The implications of this research depend on if the humanoid robot interviewer is found to be more effective, less effective, or not significantly different at eliciting deception cues than the AVATAR. The various implications of each scenario are separated and discussed below.

6.1 Scenario: Humanoid Robot Outperforms AVATAR

In the case that the humanoid robot performs better at eliciting deception cues from interviewees, than very serious consideration to transitioning to humanoid robot interviews must be considered. This will introduce a new set of research questions necessary to deploying a humanoid robot into the field, such as sensor placement, power requirements, interview positioning (e.g., seated or standing), just to name a few.

In the job market there is a need to determine the veracity of applicants for certain high-stakes positions, but in recent years controversy has surrounded and limited the use of the most popular credibility assessment for job screening – the polygraph [14]. If a robot equipped with the AVATAR sensor suite could perform quick, noninvasive, and reliable job screening then employers could hire with more confidence in their candidates.

The use of the polygraph for credibility assessment in general law enforcement has come under similar scrutiny to job screening. According to Ben-Shakhar, Bar-Hillel, and Lieblich, many of the studies supporting the effectiveness of the polygraph were found to have several types of methodological contamination [1]. A robot equipped with AVATAR sensors could administer interviews for determining veracity and possibly have those determinations submitted as evidence in the courtroom someday.

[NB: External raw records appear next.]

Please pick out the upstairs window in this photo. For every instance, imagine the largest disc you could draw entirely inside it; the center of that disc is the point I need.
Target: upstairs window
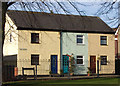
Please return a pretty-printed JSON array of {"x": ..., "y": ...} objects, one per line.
[
  {"x": 34, "y": 59},
  {"x": 103, "y": 40},
  {"x": 80, "y": 60},
  {"x": 79, "y": 39},
  {"x": 34, "y": 37},
  {"x": 103, "y": 60}
]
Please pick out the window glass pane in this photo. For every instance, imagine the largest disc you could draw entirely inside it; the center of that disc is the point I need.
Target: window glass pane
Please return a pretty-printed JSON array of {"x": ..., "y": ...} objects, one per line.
[
  {"x": 103, "y": 40},
  {"x": 79, "y": 35},
  {"x": 34, "y": 37},
  {"x": 34, "y": 59},
  {"x": 79, "y": 59},
  {"x": 79, "y": 38},
  {"x": 103, "y": 60}
]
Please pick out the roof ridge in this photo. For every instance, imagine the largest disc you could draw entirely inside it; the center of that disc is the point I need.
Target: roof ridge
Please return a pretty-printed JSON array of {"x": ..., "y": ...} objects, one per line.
[{"x": 53, "y": 13}]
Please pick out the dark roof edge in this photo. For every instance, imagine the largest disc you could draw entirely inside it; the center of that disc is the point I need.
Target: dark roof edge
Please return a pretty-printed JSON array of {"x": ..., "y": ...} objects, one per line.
[{"x": 41, "y": 29}]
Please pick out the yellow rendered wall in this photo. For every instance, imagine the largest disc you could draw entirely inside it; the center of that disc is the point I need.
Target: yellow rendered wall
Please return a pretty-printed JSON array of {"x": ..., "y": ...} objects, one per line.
[
  {"x": 49, "y": 45},
  {"x": 119, "y": 42},
  {"x": 10, "y": 48},
  {"x": 95, "y": 49}
]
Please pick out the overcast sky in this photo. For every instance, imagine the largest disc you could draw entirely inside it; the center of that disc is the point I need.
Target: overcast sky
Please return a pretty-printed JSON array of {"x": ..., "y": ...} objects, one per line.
[{"x": 89, "y": 8}]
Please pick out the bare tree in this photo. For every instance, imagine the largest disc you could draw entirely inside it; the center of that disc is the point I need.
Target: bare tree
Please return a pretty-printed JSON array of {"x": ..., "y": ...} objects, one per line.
[{"x": 111, "y": 11}]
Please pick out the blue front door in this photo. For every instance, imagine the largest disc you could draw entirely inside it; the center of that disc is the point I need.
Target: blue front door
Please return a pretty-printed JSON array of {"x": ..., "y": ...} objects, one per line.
[
  {"x": 54, "y": 64},
  {"x": 65, "y": 64}
]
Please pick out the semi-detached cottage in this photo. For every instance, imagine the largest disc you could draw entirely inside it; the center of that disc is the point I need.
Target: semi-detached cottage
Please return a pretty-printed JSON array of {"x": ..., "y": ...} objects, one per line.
[{"x": 48, "y": 40}]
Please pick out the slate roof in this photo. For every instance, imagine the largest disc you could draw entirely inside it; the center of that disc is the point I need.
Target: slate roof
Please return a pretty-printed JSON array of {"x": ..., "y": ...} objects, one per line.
[{"x": 26, "y": 20}]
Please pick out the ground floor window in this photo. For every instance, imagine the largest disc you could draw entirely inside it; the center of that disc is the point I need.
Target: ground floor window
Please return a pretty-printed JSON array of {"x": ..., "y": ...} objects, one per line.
[
  {"x": 80, "y": 60},
  {"x": 34, "y": 59},
  {"x": 103, "y": 60}
]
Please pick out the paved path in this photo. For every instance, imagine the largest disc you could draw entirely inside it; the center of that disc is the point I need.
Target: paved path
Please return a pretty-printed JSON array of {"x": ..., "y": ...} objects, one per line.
[{"x": 75, "y": 77}]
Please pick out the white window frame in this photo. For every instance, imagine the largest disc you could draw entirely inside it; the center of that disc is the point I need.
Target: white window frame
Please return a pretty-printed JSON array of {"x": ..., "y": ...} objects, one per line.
[
  {"x": 106, "y": 58},
  {"x": 102, "y": 44},
  {"x": 80, "y": 58},
  {"x": 80, "y": 38}
]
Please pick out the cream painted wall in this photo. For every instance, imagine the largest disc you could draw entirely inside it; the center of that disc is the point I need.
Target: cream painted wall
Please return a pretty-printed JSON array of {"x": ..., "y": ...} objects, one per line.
[
  {"x": 119, "y": 42},
  {"x": 49, "y": 45},
  {"x": 10, "y": 48},
  {"x": 95, "y": 49}
]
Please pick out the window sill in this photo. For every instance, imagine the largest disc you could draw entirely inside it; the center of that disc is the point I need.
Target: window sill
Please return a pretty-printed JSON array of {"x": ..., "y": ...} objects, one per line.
[
  {"x": 80, "y": 44},
  {"x": 34, "y": 43},
  {"x": 103, "y": 44},
  {"x": 80, "y": 64}
]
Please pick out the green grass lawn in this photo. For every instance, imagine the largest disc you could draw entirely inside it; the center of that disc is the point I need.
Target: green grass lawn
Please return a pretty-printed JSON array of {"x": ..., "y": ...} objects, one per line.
[{"x": 64, "y": 82}]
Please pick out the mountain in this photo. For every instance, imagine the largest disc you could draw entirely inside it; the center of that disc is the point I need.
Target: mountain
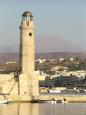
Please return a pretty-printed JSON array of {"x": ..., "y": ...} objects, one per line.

Future research on the successful pairing of the AVATAR with humanoid robots could incorporate different voice and appearances. Interpersonal Deception Theory specifies that the sender’s (deceiver) communications are affected by the communications of the receiver robot). Changes to the robot’s demeanor or costuming the robot in a uniform could communicate perceived authority and possibly elicit stronger deception cues from the deceiver.

6.2 Scenario: Robot Under Performs Against AVATAR

If the robot performs worse than the AVATAR then analysis of the participant’s perceptions toward the robot and AVATAR interviewers will be critical. Survey questions given to study participants after their interview should indicate what potential moderators or mediators affected the elicitation of cues to deception. Further studies on different robot heights, voices, dispositions, and other variations in the interview should still be conducted.

Regardless of how well a humanoid robot interviewer performs in the task of credibility assessment this research is only the beginning of the investigation into human-robotics interaction and socialization as humanoid robots continue to become more commonplace in society as social actors and increase in their AI and emotional intelligence.